Now I openly frowned at him. "You want me to rank personality traits on a ten-point scale, starting with what I find most important?"
"Not just personality traits, physical attributes as well. Or, if you like, you can start with your love dialect."
"My love dialect?"
"Correct. What form of affection is most meaningful to you, and so forth."
We stared at each other. He continued to regard me placidly, with a friendly albeit detached smile. Meanwhile, I was plotting my escape, polite social discourse be damned.
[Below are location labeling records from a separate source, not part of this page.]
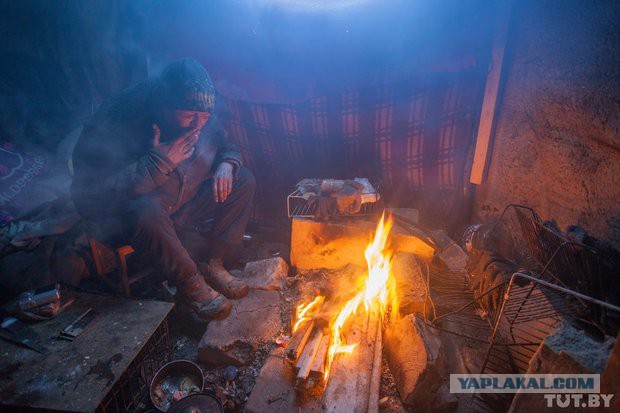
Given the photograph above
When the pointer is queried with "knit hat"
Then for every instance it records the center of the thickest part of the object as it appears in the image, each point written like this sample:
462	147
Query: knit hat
185	85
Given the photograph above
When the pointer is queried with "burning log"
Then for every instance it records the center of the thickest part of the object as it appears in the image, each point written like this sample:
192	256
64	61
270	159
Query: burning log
355	377
317	370
346	356
307	358
298	342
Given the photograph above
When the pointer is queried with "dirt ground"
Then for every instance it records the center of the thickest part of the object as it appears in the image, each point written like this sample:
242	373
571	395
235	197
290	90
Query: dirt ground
233	385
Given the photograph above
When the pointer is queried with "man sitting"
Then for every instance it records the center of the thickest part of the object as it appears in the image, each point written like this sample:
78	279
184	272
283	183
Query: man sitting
153	162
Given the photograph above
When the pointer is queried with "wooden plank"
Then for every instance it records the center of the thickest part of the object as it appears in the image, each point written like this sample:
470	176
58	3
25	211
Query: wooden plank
297	343
375	378
348	387
491	92
307	357
317	370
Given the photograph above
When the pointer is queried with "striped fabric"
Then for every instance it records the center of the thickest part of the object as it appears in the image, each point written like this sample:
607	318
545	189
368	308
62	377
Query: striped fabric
413	137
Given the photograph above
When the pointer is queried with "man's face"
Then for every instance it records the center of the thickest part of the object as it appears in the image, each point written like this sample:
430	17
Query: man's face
178	121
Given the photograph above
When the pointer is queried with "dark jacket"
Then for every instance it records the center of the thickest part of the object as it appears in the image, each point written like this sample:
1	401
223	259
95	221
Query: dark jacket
114	161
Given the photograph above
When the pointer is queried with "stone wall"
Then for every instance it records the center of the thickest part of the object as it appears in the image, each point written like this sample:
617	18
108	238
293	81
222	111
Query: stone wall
557	141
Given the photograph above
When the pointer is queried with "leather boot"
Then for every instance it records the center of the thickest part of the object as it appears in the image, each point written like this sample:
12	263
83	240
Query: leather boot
221	280
200	301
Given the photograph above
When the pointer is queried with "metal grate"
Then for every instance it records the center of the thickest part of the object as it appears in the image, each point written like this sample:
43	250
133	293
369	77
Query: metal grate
130	393
299	207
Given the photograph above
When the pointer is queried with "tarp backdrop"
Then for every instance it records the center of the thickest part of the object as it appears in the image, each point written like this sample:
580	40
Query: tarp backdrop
412	137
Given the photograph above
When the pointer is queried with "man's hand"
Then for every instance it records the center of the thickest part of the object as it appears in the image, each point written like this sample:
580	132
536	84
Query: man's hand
179	149
222	182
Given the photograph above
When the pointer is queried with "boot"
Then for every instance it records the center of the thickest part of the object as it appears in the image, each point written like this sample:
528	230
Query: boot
200	301
223	281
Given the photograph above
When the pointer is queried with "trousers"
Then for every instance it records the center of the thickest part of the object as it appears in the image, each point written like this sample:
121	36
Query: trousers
158	235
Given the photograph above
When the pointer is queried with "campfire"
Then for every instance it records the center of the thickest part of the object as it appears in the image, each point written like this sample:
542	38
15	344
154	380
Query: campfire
321	325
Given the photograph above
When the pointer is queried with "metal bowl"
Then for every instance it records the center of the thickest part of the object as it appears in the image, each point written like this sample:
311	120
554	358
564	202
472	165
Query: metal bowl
175	381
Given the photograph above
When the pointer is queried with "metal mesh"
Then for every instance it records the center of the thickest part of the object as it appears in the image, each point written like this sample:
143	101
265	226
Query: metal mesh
130	392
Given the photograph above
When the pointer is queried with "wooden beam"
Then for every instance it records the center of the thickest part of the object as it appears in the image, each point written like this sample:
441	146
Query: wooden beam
482	153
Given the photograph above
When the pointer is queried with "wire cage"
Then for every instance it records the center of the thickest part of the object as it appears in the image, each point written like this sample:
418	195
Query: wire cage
131	391
559	280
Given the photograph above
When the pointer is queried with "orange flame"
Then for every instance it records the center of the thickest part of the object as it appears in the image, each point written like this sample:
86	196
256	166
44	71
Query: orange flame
378	294
304	312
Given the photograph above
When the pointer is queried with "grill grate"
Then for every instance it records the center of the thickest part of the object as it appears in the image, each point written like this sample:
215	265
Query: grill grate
299	207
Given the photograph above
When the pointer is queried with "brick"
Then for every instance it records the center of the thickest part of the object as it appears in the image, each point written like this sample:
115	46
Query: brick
409	283
254	319
266	274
Usually, I didn't agree to meeting face to face unless I'd spoken to the potential date on the phone first, ensuring we had some level of chemistry. But I'd made an exception for Derek, because he was supposed to be my perfect match.
But clearly the system didn't factor in the degree to which a person is a loon.
Says the sweating woman who had astronomical-and therefore understandably annihilated-hopes. Look in the mirror, looney bird.
I was just about to make an excuse when he announced, "We should engage in small talk. How was your day?"